In other words, we want to ensure that each thread has mutually exclusive access to the shared variable while it is executing the instructions in its critical section

12.5.2 Semaphores

A semaphore, s, is a global variable with a nonnegative integer value that can only be manipulated by two special operations, called P and V

• P(s)
  • If s is nonzero, then P decrements s and returns immediately.
  • If s is zero, then suspend the thread until s becomes nonzero and the thread is restarted by a V operation.
  • After restarting, the P operation decrements s and returns control to the caller.
• V(s)
  • The V operation incrementss by 1.
  • If there are any threads blocked at a P operation waiting for s to become nonzero, then the V operation restarts exactly one of these threads, which then completes its P operation by decrementing s.
  • When several threads are waiting at a semaphore, you cannot predict which one will be restarted as a result of the V

---

• Both P and V operation is indivisible, that is to say that they cannot be interrupted.
• The definitions of P and V ensure that a running program can never enter a state where a properly initialized semaphore has a negative value

---

#include <semaphore.h>
int sem_init(sem_t *sem, 0, unsigned int value);
int sem_wait(sem_t *s); /* P(s) */
int sem_post(sem_t *s); /* V(s) */
//Returns: 0 if OK, −1 on error

• The sem_init function initializes semaphore sem to value. Each semaphore must be initialized before it can be used.

---

s means the number of available resource of this type. P(s) means lock, saying that 1 resource is used, any other request of this resource should by blocked. V(s) means unlock, saying that 1 resource is released, request of this resource is available

---

12.5.3 Using Semaphores for Mutual Exclusion

The basic idea is to associate a semaphore s, initially 1, with each shared variable (or related set of shared variables) and then surround the corresponding critical section with P(s) and V (s) operations.

• A semaphore that is used in this way to protect shared variables is called a binary semaphore because its value is always 0 or 1

• Binary semaphores whose purpose is to provide mutual exclusion are often called mutexes.

• Performing a P operation on a mutex is called locking the mutex.

• Similarly, performing the V operation is called unlocking the mutex.

  Combination of P and V operations creates a collection of states, called a forbidden region, where s < 0.

(-1 is not allowed means that there are only 1 shared resource of this kind, threads cannot access it simultaneously !)

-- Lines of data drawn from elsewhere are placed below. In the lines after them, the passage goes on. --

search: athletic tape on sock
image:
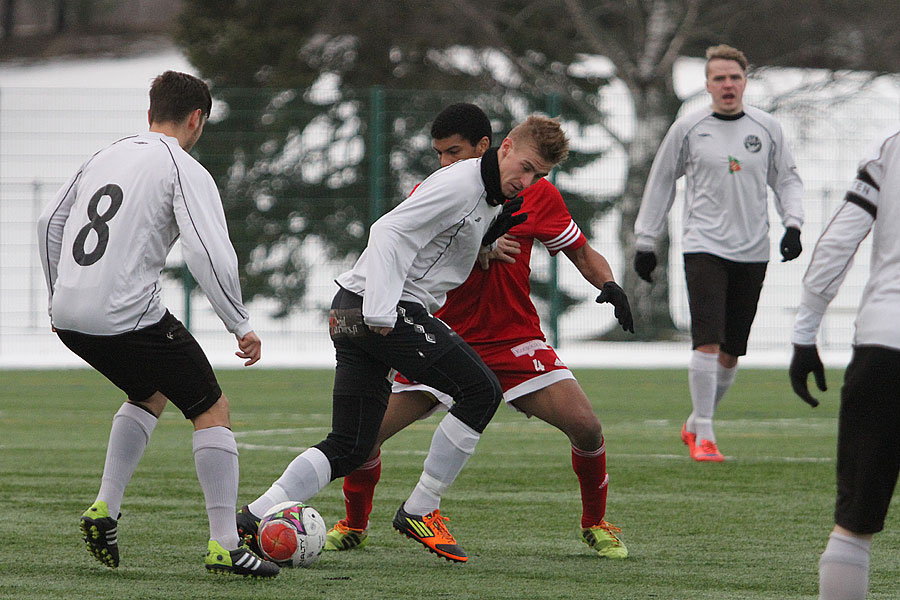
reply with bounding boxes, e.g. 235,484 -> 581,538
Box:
438,413 -> 481,454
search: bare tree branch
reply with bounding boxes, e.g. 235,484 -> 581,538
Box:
561,0 -> 638,85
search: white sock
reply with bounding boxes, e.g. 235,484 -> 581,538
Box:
714,362 -> 738,409
249,447 -> 331,518
819,531 -> 870,600
404,413 -> 480,516
687,350 -> 719,443
96,402 -> 157,519
193,426 -> 240,550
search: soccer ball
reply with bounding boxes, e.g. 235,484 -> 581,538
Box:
257,501 -> 327,567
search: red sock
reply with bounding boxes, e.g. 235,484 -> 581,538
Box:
571,441 -> 608,529
342,452 -> 381,530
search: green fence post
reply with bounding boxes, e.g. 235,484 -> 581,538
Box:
546,92 -> 561,347
368,86 -> 386,224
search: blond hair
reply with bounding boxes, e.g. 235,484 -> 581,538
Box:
705,44 -> 748,76
508,115 -> 569,166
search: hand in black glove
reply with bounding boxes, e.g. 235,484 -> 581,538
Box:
634,250 -> 657,283
596,281 -> 634,333
482,196 -> 527,248
780,227 -> 802,262
789,344 -> 827,407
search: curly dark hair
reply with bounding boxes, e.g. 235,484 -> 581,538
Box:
430,103 -> 493,146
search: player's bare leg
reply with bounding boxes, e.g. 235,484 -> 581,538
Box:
326,390 -> 438,550
511,379 -> 627,558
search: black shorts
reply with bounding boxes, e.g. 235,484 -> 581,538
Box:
317,288 -> 502,479
683,252 -> 767,356
834,345 -> 900,534
55,311 -> 222,420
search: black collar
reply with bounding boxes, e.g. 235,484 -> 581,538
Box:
712,111 -> 745,121
480,147 -> 505,206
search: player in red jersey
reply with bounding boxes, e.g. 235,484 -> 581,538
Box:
324,103 -> 634,558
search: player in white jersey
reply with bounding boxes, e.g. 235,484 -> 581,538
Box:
36,71 -> 278,578
236,116 -> 570,563
634,44 -> 805,461
790,128 -> 900,600
323,103 -> 631,560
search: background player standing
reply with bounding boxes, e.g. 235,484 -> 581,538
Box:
323,103 -> 633,559
634,44 -> 805,461
790,128 -> 900,600
237,114 -> 570,563
37,71 -> 278,577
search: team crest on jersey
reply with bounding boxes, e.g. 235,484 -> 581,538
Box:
728,156 -> 741,173
744,135 -> 762,153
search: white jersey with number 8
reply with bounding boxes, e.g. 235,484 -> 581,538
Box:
37,131 -> 251,338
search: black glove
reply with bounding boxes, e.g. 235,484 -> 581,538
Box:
780,227 -> 802,262
482,196 -> 527,247
634,250 -> 657,283
789,344 -> 827,407
596,281 -> 634,333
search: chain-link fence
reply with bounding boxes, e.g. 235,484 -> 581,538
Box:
3,80 -> 898,367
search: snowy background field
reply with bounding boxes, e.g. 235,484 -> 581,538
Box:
2,47 -> 898,369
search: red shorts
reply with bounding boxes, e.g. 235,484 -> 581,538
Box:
393,339 -> 574,414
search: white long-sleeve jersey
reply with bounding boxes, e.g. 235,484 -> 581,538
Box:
635,105 -> 804,262
335,157 -> 502,328
37,131 -> 252,338
793,127 -> 900,350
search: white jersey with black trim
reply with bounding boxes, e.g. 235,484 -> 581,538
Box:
335,157 -> 502,328
37,131 -> 252,338
635,105 -> 804,262
793,127 -> 900,350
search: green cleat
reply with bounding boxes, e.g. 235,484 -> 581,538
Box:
205,540 -> 279,578
324,519 -> 369,551
80,501 -> 119,568
582,521 -> 628,559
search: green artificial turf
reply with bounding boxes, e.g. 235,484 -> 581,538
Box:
1,367 -> 897,599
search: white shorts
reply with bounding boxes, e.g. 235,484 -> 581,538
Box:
392,339 -> 575,418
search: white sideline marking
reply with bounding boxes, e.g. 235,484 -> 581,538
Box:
615,453 -> 833,463
234,442 -> 834,464
234,427 -> 327,438
236,443 -> 309,453
640,418 -> 834,430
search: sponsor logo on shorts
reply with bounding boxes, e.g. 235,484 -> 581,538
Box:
511,340 -> 549,357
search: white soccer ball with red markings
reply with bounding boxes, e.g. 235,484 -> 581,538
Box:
257,501 -> 326,567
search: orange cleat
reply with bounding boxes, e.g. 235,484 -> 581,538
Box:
681,423 -> 697,455
393,504 -> 467,562
692,438 -> 725,462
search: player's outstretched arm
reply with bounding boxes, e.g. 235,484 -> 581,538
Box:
236,331 -> 261,366
564,243 -> 634,333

volatile long cnt = 0; /* Counter */
sem_t mutex; /* Semaphore that protects counter */

Sem_init(&mutex, 0, 1); /* mutex = 1 */

for (i = 0; i < niters; i++) {
P(&mutex);
cnt++;
V(&mutex);
}

12.5.4 Using Semaphores to Schedule Shared Resources

schedule accesses to shared resources : a thread uses a semaphore operation to notify another thread that some condition in the program state has become true

Producer-Consumer Problem

(For example, in GUI mode, user inputs are viewed as producer, handlers are viewed as consumers)

Readers-Writers Problem

Writers must have exclusive access to the object, but readers may share the object with an unlimited number of other readers

12.5.5 Putting It Together: A Concurrent Server Based on Prethreading

12.6 Using Threads for Parallelism

Operating system kernel schedules the concurrent threads in parallel on multiple cores, rather than sequentially on a single core

• A parallel program is a concurrent program running on multiple processors.
• Synchronization overhead is expensive and should be avoided if possible. If it cannot be avoided, the overhead should be amortized by as much useful computation as possible.(This is why some sequential program will run faster than parallel programs)

Characterizing the Performance of Parallel Programs

12.7 Other Concurrency Issues

• Don’t use thread-unsafe function in your multi-thread program
• All standard C library functions are thread-safe, such as malloc, free, printf,scanf…..
• Beware of deadlock(program wait for some condition which will never happen)

12.8 Summary

---

Thread-level parallelism

• Multi-thread program doesn’t mean fast program : lock and unlock operation can be really expensive
• Multi-thread program is hard to write, when you start the job, problems keep upbringing
• Even with a good idea and a lot of work, the performance may not improve.
• Before you start coding, parallelization strategy is super important(How your program parallelize?)